On the otherhand, consider a copula, \(\mathcal C\) and univariate CDF’s \(F_1,F_2,\ldots,F_d\). Then \(F\) as defined as before is a multivariate CDF with marginals \(F_1,F_2,\ldots,F_d\).
The joint density function is obtained by,
\[ \begin{aligned} f(x_1,..., x_d) &= \frac{\partial ^d F(x_1, ..., x_d)}{\partial x_1 \cdots \partial x_d} \\ &= \frac{\partial^d C_\theta(F_1(x_1),...,F_d(x_d))}{\partial x_1 \cdots \partial x_d} \\ &= \frac{\partial ^d C_\theta (F_1(x_1),...,F_d(x_d))}{\partial F_1(x_1) \cdots \partial F_d(x_d)} \cdot \frac{\partial F_1(x_1)}{\partial x_1} \cdots \frac{\partial F_d(x_d)}{\partial x_d} \\ &= c_\theta (F_1(x_1),...,F_d(x_d)) \cdot f_1(x_1) \cdots f_d(x_d) \end{aligned} \] Where \(c_\theta\) is multivariate density of the copula.
Suppose, \(\mathbf{Y} = (Y_1,\ldots,Y_d)\) is a random vector, and we have parametric models \(F_{Y_1} (\cdot \mid \theta_1), \dots, F_{Y_d} (\cdot \mid \theta_d)\) for the marginal CDFs. We assume that we also have a parametric model \(c_Y(\cdot \mid \theta_C)\) for the copula density of \(\mathbf{Y}\). We see that the density of \(\mathbf{Y}\) is given by:
\[ f_{\mathbf{Y}}(\mathbf{y}) = f_Y(y_1, \dots, y_d) = c_Y(F_{Y_1} (y_1), \dots, F_{Y_d} (y_d)) \prod_{j=1}^{d} f_{Y_j} (y_j). \]
We then obtain the log-likelihood as,
\[ \begin{aligned} log L(\theta_1, ..., \theta_d, \theta_C) &= \log \prod_{i=1}^{n} f_Y(y_i) \\ &= \sum_{i=1}^{n} \Bigg( \log c_Y \Big( F_{Y_1}(y_{i,1} \mid \theta_1), \ldots, F_{Y_d}(y_{i,d} \mid \theta_d) \mid \theta_C \Big) \quad \\ &+ \log f_{Y_1}(y_{i,1} \mid \theta_1) + \dots + \log f_{Y_d}(y_{i,d} \mid \theta_d) \Bigg) \end{aligned} \]
It has two steps:
Step 1 First estimate the marginal CDFs to obtain \(\hat{F}_{y_j}\) for \(j = 1, \dots, d\). We can do this using either:
\[\hat{F}_{Y_j}(y) = \frac{\sum_{i=1}^{n} \mathbf{1}\{ y_{i,j} \leq y \}}{n}\]
Step 2 Then estimate the copula parameters \(\theta_C\) by maximizing
\[ \sum_{i=1}^{n} \log \left[ c_Y \left( \hat{F}_{Y_1}(y_{i,1}), \dots, \hat{F}_{Y_d}(y_{i,d}) \mid \theta_C \right) \right] \]

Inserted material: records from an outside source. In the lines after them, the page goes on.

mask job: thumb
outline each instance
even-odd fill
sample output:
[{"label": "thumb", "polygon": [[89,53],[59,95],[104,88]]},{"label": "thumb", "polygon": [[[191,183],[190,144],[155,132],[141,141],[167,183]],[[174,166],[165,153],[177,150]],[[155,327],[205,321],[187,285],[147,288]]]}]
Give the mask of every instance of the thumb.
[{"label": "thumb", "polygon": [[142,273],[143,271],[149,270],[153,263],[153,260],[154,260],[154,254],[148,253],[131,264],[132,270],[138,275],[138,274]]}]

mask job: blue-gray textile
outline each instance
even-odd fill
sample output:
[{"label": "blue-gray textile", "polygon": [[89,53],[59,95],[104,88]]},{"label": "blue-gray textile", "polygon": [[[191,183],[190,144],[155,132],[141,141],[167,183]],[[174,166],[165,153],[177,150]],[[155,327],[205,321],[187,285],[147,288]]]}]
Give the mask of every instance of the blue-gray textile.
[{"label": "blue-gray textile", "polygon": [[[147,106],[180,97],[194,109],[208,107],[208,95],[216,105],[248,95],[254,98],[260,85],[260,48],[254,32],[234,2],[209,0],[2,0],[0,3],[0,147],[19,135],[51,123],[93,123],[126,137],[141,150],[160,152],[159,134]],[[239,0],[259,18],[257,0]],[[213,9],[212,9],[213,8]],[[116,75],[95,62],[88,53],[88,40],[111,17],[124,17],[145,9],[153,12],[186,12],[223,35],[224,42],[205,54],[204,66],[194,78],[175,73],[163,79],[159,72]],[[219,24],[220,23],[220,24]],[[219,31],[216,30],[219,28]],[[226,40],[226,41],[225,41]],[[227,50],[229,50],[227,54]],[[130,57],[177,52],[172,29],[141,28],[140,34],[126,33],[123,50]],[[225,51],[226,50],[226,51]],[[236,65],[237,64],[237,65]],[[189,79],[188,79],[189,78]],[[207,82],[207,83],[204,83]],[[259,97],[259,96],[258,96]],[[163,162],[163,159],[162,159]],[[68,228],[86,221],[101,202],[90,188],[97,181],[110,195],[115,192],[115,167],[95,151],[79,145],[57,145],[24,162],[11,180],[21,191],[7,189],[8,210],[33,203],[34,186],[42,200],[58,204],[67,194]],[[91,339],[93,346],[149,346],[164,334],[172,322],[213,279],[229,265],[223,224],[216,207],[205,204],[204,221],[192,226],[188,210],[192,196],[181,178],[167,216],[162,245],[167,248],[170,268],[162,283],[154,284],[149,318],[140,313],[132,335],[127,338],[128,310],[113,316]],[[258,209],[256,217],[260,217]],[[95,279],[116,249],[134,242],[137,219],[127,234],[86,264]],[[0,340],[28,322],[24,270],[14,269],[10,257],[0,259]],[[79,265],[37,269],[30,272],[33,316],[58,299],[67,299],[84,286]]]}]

Estimate the marginal distributions.
Estimate the copula family using dependence structure estimation (Pseudo-Maximum likelihood method) and check goodness of fit using AIC on the joint distribution.
Multicollinearity occurs when the independent variables in a regression model are correlated with each other. Generally VIF (Variance inflation factor) is used to test the presence of multicollinearity in a regression model. Suppose our respond variable is \(Y\) and covariates are \(X_1, X_2, \ldots,X_p\). The formula of VIF for the \(i^{th}\) covariate is, \[ VIF_i = \frac{1}{1-{R_i}^2}\hspace{.5cm}i = 1,2,\ldots,p. \] where, \({R_i^2}\) is the coefficient of determination when we regress \(X_i\) by the other predictor variables. A rule of thumb is that, if \(VIF_i > 10\) then we suspect presence of multicollinearity in our model.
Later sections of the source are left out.